Q. What about financial crisis?

A. There will always be bubbles. Lots of people are saying we are returning to a tech bubble right now. Property in many emerging markets is already a bubble, and there are bubbles of currencies, such as the Brazilian real. The question is which bubbles have macro, systemic global impact like the US housing bubble. If there is a housing bubble in India, it wouldn't really hurt anyone outside that country.

Q. Can campaign groups change the world?

A. When you look at certain issues - climate change or the anti-slavery movement - these things don't have their origins in far-sighted decision-making by government. There is a tremendous role for public pressure. We have always existed in this multi-actor milieu in which norms are not prescribed by governments alone. So it is all to the good, even if it is a chaotic marketplace of ideas.

Q. Do you believe in the super-empowered individual as a motor of change?

A. This term is overused. Bill Gates is a super-empowered individual by any measure. But it's on the back of corporate wealth, not for the sheer force of his idea, as in the cases of Mahatma Gandhi or Mother Teresa. So there are certain power bases on which their authority rests, whether financial or otherwise. In the age of technology and mass communications there will be more. They may have a flash impact, like Justin Bieber, or a lasting one, like George Soros, whose impact is sustained, decade after decade.

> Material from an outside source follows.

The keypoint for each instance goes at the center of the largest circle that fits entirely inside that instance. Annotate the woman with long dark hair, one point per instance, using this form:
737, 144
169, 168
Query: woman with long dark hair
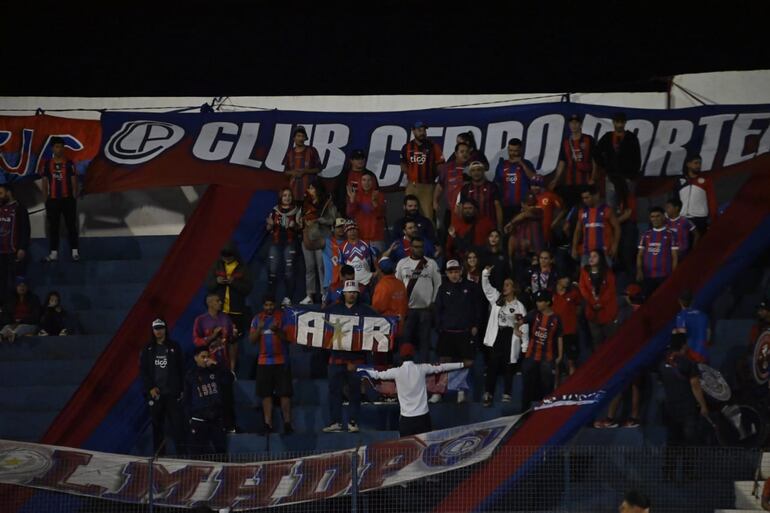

Q. Angela Merkel seems to rule Europe. Is she a super-empowered individual?

A. She is just a head of government who takes her job seriously. She is the right woman at the right time.

The real super-empowered individual in Europe was Jean Monnet. Merkel has the constitutional and structural foundations to exert her will, or the will of her voters, across the European stage, but Jean Monnet had to build the foundations of the new Europe in the 1950s with no institutions in place.

Q. Is it right for the European Central Bank to force austerity on Italy and Greece?

A. What we are seeing now is the 1990s happening all over again, with an internal set of states rather than an external set of states. In the 1990s, post-Soviet regimes went through a process of Europeanisation. Under EU influence there was wholesale eradication of old laws, lustration, bringing in new laws, new governments - all of what political scientists call upward compliance. Now the target countries of this process just happen to have been members of the EU for decades.

A. I'm not going to say it's all OK. But democracy has delivered the buck-passing of the Greek governments. If that's what you mean by democracy, I'll take technocracy over populist democracy any day of the week.